WG: Sort of. I told the Board medics I was a total junkie. I checked yes for every drug listed and added about eight more. They made me 1-Y, I think for suspected instability, and I hauled ass up here. But I told them where I was, kept in touch— actually, I kept writing for new cards to replace the ones I’d lose. Just before the system was dismantled, they reclassified me 4-F, possibly as some strange kind of put-down. So technically I’ve never evaded. And I found the real dodger scene too depressing. So I’m an American citizen and the local equivalent of registered alien. HM: Vancouver seems like an odd place for someone who writes as if he were having a peak Methedrine experience in the middle of Times Square.

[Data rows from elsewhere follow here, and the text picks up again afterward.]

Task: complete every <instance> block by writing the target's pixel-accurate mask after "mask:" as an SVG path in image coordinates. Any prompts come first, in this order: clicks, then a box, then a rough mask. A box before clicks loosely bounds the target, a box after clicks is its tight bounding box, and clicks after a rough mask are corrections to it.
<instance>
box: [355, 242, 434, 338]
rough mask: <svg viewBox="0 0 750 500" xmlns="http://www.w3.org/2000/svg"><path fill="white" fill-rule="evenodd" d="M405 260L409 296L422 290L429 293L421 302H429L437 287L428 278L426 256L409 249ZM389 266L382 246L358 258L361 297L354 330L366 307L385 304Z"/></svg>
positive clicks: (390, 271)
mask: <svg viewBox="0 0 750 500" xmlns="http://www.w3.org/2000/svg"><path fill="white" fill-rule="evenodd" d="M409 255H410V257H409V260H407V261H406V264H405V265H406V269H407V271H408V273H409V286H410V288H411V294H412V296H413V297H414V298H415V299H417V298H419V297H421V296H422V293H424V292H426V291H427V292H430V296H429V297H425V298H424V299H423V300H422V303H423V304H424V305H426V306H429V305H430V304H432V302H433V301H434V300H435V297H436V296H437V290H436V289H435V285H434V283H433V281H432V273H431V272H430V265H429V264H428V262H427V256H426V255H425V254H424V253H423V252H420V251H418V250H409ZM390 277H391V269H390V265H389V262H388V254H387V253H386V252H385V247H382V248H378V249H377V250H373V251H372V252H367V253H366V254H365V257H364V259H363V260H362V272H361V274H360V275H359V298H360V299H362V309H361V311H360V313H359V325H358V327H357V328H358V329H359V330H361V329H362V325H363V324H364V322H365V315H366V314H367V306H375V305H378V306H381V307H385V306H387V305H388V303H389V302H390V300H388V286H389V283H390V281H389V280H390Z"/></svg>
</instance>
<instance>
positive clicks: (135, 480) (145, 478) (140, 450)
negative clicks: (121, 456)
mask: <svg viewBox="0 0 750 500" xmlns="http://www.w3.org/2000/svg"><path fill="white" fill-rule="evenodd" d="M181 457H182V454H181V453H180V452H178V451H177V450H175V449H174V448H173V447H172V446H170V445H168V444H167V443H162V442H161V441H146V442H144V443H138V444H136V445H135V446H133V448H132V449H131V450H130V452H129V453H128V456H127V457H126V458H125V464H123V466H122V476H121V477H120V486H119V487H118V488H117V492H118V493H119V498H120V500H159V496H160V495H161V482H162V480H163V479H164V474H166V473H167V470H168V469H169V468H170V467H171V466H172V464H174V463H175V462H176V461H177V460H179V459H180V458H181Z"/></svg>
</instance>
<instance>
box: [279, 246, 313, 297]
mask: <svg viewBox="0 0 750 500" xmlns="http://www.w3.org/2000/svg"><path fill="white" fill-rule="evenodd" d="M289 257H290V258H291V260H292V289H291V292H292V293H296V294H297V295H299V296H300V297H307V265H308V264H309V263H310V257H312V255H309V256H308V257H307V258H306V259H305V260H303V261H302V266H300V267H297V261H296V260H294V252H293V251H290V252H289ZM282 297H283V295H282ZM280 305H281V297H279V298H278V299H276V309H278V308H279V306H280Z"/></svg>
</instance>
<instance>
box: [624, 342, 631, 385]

WG: Well, you know, it’s a city. But, yeah, I know what you mean. I live in the kind of neighborhood that used to be Hippie City, and gentrification is setting in fast. Aerobic workout joints where the head shops used to be. But I like all that shit, or anyway I don’t care. And I like seeing trees around, and not having to worry too much about what’ll happen to my kids if they walk down the block. I’m not too keen on actually hanging out with the kind of character I tend to write about, although I must’ve known one or two, somewhere along the line. . . .

HM: Who would you say the major influences on your writing are?

WG: Influences . . . ack . . . Well, I credit Starship Troopers [Heinlein] for saving me from Vietnam, because my reaction at age fourteen was: “This sucks’” I read Naked Lunch pretty early, around sixteen. I got bored with mainstream sf pretty fast. Of the writers I loved at say, fifteen, Fritz Leiber is the one who’s held up the best, and the more I learn of his life, the more I respect him for what he’s done. Some of my favorite writers of the past fifteen years: W. Burroughs, T. Southern, R. Stone, H. Thompson, R Neruda, J. le Carré, J. G. Ballard, S. Delany (up until Dhalgren anyway), Paul Scott. I get a lot more in the way of direct inspiration from rock music. I haven’t read sf much in over twenty years. There’s so much other really great stuff to read. Now I read to gather material and momentum for my own work, and I just don’t get that from sf. Phil Dick, oddly, has had almost no influence on me or my work. A strange fact and one that I can’t explain, except that the combination of acid and Gravity’s Rainbow had something to do with it.

HM: How about a few words about the music that directly inspires you?

WG: I dug the whole punk thing from the start—or from when I was first aware of it, 1977. I felt kind of embarrassed, because I remember those dorky thirty-year-olds who’d come sleazing around the scene in 1968. But the iconography of it was just sheer beauty to me, like Genet and Burroughs rolled into one shithot semiotic spitball.

HM: There are, I presume, more novels where Neuromancer came from?

WG: I’m working on a kind of downbeat Joseph Conrad space opera called The Log of Mustang Sally, and an indirect sequel to Neuromancer called Count Zero for Ace. HM: That’s all we have room for, unless you have an opinion on Michael Jackson or a favorite color. . . .

WG: Michael Jackson will go flat fucking crazy eventually—and labial pink.